Entries in FMLA (2)

Thursday
Feb142013

Mass. Federal Court: Employees Must Follow FMLA Rules

This week, in what may be seen as a gift to employers, a Massachusetts federal court upheld an employers right to require employees to follow the rules when requesting FMLA leave. The Court found that the employee, who suffered from breast cancer, failed to make the necessary good faith effort to provide timely FMLA certification to her employer and so could not claim her unexcused absences were covered by the FMLA.  The case, Brookins v. Staples Contract & Commercial, Inc., provides employers with a real life example of what employees can and cannot do with regard to FMLA leave.  

The employee, Brookins, suffered from a recurrence of breast cancer.  Brookins also had a record of unexcused absences, which put her at risk for termination.  When her employer brought her attendance problems to her attention, Brookins disclosed for the first time, the recurrence of her illness and stated that many of the absences at issue were related to her treatment.  In accordance with the FMLA regulation (29 C.F.R. § 825.305(b)), the employer gave Brookins 15 days to return the certification form.  

When Brookins did not return the certification for approximately 6 weeks (after having been granted numerous extensions), her employer converted her absences to unexcused leave and terminated her employment. Brookins sued for FMLA interference and retaliation, both of which the Court dismissed on summary judgment.

Insights for Employers

Under FMLA regulations, while employers have the right to request that an employee obtain sufficient medical certification to support an FMLA covered absence within 15 days, employees failing to comply can maintain their entitlement if the request for certification when it is "not practicable under the particular circumstances to do so despite the employee’s diligent, good faith efforts."  29 C.F.R. § 825.305(b)
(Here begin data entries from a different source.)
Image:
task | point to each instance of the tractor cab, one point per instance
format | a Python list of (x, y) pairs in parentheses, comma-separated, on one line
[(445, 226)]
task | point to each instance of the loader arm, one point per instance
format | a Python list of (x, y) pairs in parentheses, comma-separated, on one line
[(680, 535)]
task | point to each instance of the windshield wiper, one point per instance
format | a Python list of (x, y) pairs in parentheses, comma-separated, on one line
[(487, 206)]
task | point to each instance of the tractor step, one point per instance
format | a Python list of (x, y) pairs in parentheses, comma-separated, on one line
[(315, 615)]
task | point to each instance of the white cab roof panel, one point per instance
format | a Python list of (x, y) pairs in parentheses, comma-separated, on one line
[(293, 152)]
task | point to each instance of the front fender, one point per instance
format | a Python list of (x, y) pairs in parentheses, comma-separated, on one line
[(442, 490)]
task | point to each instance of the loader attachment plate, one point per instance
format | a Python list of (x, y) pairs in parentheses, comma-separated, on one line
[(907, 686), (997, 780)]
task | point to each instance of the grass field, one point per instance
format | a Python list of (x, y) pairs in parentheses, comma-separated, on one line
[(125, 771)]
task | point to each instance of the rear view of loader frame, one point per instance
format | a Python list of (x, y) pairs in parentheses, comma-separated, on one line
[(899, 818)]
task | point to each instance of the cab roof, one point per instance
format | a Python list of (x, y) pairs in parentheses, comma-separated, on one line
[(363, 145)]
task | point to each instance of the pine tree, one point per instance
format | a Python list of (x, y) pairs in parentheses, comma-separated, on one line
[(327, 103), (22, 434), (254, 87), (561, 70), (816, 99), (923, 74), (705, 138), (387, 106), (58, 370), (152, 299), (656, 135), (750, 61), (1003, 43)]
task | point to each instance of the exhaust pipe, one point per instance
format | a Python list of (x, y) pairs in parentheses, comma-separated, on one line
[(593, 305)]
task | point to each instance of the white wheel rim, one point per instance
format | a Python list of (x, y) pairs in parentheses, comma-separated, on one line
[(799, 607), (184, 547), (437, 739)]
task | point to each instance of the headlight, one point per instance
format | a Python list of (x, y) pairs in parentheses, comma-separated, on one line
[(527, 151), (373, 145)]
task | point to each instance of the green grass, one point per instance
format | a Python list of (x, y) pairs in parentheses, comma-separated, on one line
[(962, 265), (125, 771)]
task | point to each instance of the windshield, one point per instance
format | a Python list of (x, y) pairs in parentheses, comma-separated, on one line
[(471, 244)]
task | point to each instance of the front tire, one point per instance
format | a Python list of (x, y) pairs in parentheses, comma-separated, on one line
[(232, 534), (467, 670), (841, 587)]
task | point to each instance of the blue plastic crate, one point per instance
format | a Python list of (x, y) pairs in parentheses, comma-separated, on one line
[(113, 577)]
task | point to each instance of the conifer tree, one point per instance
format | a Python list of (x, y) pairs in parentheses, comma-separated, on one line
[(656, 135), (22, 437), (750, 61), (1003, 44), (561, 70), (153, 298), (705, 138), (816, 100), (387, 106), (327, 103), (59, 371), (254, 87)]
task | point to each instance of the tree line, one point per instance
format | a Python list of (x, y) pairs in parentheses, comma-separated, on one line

Since Brookins blew the 15 day turnaround, she could save her FMLA claim only if she could establish "diligent, good faith efforts" to return the certification on time, which the Court found she did not do. Brookins asked two surgeons to fill out the form.  Each declined.  She did not do anything else to fulfill her obligation and so the Court found she did not meet her burden.
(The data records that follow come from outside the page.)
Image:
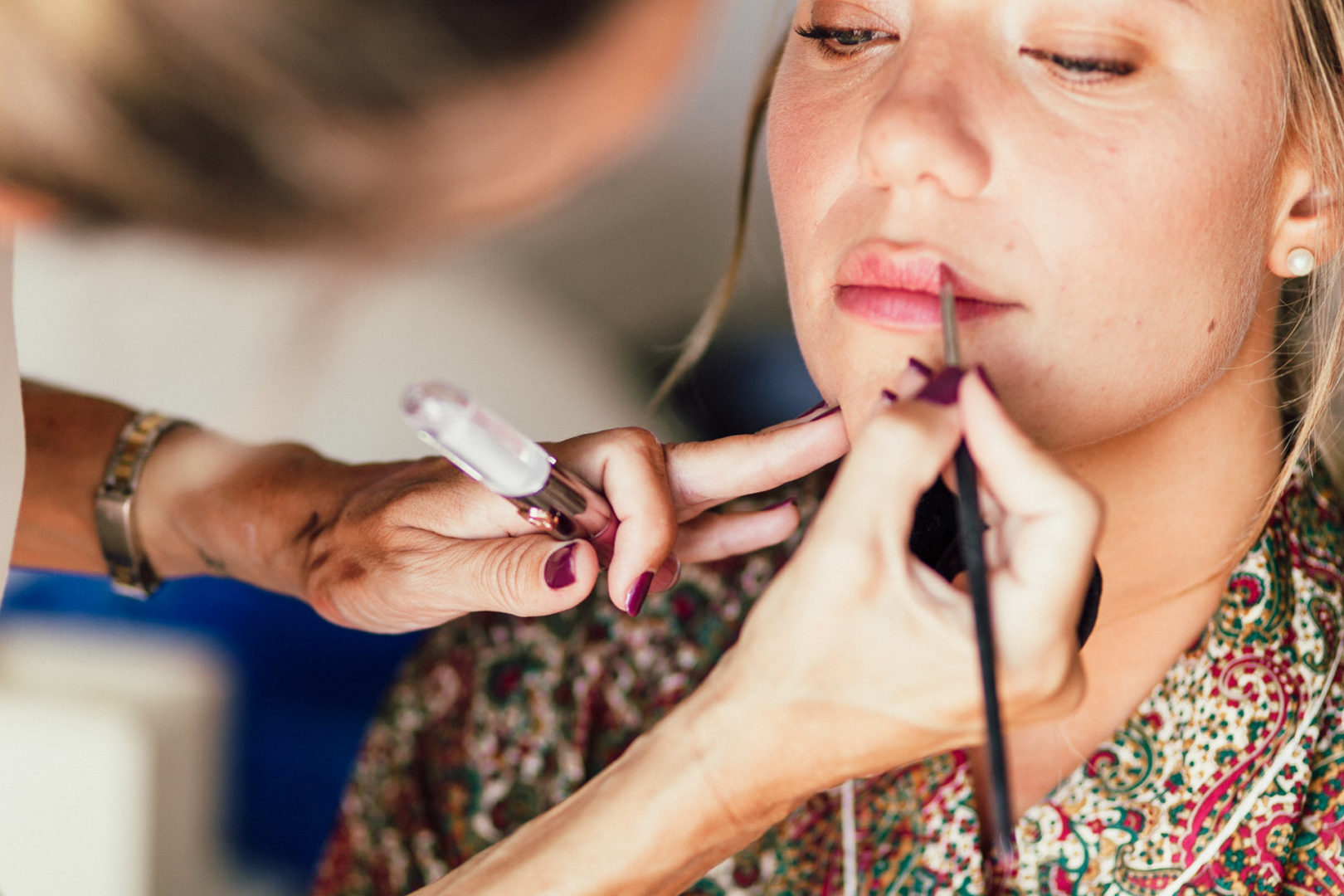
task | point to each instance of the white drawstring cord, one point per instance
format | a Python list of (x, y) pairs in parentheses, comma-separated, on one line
[(850, 833)]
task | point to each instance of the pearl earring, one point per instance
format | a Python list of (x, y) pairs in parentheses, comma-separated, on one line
[(1301, 262)]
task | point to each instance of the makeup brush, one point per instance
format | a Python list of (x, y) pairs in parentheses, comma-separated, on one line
[(973, 557)]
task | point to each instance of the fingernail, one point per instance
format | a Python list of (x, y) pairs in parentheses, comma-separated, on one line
[(559, 568), (812, 410), (984, 377), (668, 575), (942, 388), (640, 590)]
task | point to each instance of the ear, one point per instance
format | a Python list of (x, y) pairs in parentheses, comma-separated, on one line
[(1308, 218), (23, 206)]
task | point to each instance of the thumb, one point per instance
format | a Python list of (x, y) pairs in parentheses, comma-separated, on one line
[(531, 575), (704, 475)]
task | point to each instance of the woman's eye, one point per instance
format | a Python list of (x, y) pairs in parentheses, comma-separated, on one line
[(843, 42), (1082, 69)]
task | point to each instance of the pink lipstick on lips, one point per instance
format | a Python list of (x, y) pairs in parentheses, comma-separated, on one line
[(901, 292)]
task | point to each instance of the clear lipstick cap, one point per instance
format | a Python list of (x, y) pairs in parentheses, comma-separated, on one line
[(476, 440)]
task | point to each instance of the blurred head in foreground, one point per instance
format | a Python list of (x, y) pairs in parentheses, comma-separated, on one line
[(314, 121)]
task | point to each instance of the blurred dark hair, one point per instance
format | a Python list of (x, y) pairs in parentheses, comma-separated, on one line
[(251, 119)]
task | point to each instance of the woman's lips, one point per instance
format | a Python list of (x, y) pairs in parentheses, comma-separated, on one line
[(901, 292), (908, 309)]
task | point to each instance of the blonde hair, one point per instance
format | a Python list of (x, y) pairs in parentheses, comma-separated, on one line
[(1312, 312), (247, 119)]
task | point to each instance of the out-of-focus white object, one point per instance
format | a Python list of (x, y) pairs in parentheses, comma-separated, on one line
[(270, 348), (110, 763)]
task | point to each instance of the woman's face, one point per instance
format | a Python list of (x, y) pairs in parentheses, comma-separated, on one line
[(1099, 176)]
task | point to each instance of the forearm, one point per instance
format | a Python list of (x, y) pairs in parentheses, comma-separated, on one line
[(206, 504), (650, 825)]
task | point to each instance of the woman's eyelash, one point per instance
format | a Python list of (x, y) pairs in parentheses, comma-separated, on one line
[(841, 42), (1086, 69)]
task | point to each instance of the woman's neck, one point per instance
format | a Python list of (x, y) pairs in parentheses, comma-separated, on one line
[(1183, 494)]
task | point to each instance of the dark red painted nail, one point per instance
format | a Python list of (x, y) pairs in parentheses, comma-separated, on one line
[(942, 388), (559, 568), (812, 410), (984, 377), (640, 590)]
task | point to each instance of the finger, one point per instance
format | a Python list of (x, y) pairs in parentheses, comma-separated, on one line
[(891, 464), (1053, 519), (704, 475), (628, 466), (715, 536)]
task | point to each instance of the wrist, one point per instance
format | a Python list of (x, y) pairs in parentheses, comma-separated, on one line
[(743, 751)]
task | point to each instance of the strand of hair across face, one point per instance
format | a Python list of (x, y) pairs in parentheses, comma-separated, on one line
[(707, 324)]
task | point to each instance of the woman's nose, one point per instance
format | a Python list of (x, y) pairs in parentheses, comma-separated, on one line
[(919, 130)]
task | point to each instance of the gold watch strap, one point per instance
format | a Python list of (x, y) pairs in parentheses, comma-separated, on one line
[(132, 575)]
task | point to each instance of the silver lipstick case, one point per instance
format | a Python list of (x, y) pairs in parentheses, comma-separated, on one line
[(569, 508)]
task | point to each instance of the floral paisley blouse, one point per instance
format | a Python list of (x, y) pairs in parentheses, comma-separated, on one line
[(1234, 763)]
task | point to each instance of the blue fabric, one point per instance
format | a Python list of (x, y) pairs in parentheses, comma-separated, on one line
[(305, 691)]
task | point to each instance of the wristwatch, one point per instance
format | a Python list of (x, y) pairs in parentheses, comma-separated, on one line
[(132, 575)]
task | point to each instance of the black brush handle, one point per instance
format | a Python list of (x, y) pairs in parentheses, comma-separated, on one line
[(977, 572)]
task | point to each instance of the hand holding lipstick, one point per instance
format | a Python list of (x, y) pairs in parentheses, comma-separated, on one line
[(416, 544)]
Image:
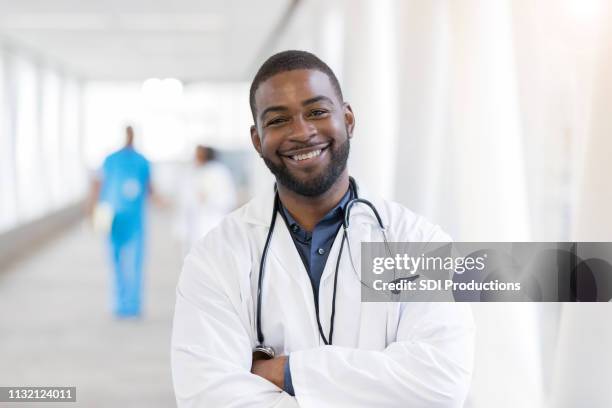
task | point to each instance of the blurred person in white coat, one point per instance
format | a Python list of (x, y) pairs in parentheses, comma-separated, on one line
[(269, 310), (208, 193)]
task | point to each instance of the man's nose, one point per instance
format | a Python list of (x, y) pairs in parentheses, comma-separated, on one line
[(302, 129)]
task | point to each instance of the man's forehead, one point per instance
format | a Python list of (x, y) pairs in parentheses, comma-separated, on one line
[(294, 86)]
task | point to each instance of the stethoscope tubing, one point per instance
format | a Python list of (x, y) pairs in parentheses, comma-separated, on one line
[(345, 223)]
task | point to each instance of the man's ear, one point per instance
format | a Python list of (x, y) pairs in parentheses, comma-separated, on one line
[(349, 119), (256, 140)]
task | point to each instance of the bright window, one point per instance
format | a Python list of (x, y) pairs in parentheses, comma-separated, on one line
[(30, 194)]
The Court pointed out what Brookins could have done but did not, namely:

  1. Asking her primary care provider, her oncologist or her OB-GYN for the certification, since she saw each of them soon after she had requested the certification from her surgeons;
  2. Contacting the surgeons she had asked for the certification again, explaining the importance of completing the certification;
  3. Mailing or hand delivering the form to any of her doctors.
  4. Contacting her employer to explain her difficulties in obtaining timely certification and requesting an extension before the 15-day deadline expired. 

Each of these steps not taken provides employers with a helpful example of what they can expect from employees requesting FMLA leave.  Employers can deny a request for FMLA leave to employees who do not comply with their obligations to use diligent good faith to provide certification.  29 C.F.R. § 825.313.
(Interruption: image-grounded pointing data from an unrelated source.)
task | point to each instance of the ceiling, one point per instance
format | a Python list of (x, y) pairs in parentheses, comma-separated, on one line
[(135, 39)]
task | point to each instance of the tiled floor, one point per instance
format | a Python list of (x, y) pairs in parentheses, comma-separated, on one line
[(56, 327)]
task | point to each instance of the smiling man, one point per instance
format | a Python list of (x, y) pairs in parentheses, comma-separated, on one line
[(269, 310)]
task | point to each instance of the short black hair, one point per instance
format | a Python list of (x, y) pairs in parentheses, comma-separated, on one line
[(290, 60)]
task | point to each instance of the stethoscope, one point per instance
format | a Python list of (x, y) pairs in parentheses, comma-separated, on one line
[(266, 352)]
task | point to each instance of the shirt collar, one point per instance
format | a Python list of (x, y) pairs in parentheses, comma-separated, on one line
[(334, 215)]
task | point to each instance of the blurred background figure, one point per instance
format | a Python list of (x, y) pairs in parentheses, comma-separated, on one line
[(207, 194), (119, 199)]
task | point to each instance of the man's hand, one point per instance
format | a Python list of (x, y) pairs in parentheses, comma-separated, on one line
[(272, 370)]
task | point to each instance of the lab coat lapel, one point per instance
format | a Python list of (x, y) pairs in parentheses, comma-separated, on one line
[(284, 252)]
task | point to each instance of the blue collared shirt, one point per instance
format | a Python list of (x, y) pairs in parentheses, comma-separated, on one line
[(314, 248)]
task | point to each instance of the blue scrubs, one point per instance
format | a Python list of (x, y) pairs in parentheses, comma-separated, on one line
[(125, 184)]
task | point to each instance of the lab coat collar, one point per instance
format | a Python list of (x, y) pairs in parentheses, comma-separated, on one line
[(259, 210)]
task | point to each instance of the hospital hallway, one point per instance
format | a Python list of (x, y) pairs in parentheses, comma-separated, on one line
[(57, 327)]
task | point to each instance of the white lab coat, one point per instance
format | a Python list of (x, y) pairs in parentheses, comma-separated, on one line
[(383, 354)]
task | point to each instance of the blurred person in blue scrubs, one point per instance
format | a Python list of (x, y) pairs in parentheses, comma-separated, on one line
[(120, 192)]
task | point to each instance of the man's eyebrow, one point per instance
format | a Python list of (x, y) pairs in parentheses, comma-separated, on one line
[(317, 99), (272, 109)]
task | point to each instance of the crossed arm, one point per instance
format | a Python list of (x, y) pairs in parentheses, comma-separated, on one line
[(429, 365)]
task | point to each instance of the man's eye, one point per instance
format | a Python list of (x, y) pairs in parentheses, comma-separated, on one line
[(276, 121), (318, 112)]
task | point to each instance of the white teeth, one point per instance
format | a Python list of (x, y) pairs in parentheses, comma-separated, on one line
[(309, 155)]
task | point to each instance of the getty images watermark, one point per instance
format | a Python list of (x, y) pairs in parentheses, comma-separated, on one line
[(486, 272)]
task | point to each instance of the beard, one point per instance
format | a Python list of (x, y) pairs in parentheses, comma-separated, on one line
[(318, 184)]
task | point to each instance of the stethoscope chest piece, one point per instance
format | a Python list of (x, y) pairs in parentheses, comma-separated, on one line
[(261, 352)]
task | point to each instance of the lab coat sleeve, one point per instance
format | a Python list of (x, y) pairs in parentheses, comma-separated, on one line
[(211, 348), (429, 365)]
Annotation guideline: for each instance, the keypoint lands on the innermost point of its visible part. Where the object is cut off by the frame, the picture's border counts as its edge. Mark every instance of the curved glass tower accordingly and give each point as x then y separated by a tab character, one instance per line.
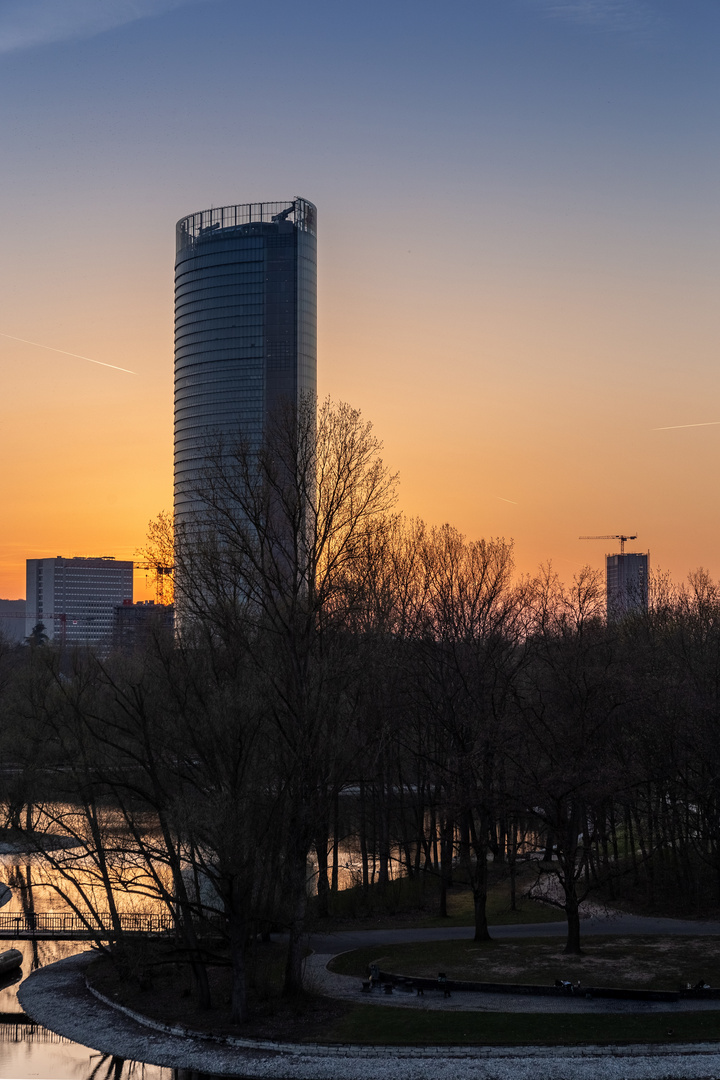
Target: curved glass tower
245	326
Simply, even employees otherwise eligible for FMLA leave must follow the rules in order to be covered by the law's protections.

Thursday
Nov012012

Learn From the Law Firm: Employers Must Curb Insensitive Comments

The Family Medical Leave Act (FMLA) provides eligible employees with up to 12 weeks of leave to care for a new baby or a family member with a serious medical condition.  But a Boston-based attorney claims that, after used his FMLA leave to care for his wife who was suffering from serious mental illness following the birth of their baby, his career was negatively impacted.  In mid-October, in Ayanna v. Dechert LLC, the attorney's FMLA retaliation claim survived the firm's motion for summary judgment in part because when the attorney was informed that he was being let go, a firm partner stated that his "personal" issues constituted one of reasons.
 
Although the U.S. District Court for the District of Massachusetts dismissed the associate attorney's sex discrimination claim (because there was evidence that women attorneys were treated similarly badly when they returned from family care leave), it refused to dismiss the FMLA retaliation claim because of the comment made and because, despite the law firms assertion that the termination resulted from his low billable hours, unlike the plaintiff, many of the other attorneys who were let go at the same time had received warnings for low hours the previous year and there was no evidence that all attorneys with similar hours were terminated.

 

The lessons are clear:  when it comes to retaliation claims under the FMLA or other protective statutes: employers must beware - even one insensitive comment that could be viewed as discriminatory can sink a case.  As this happened at a legally sophisticated employer, it can happen anywhere.  All managers, supervisors and HR professionals should be trained to avoid indiscreet comments that can force employers terminating employees to defend those decisions in front of a jury.  

 

Another lesson for employers can't be overstated -- employers must be consistent in their application of discipline.  If other employees (especially those who have not recently returned from FMLA leave) are guilty of the same infraction, they should be subject to similar discipline or their situation must be capable of being distinguished in some meaningful way.  As always, clear, uniformly applied policies provide the best defense.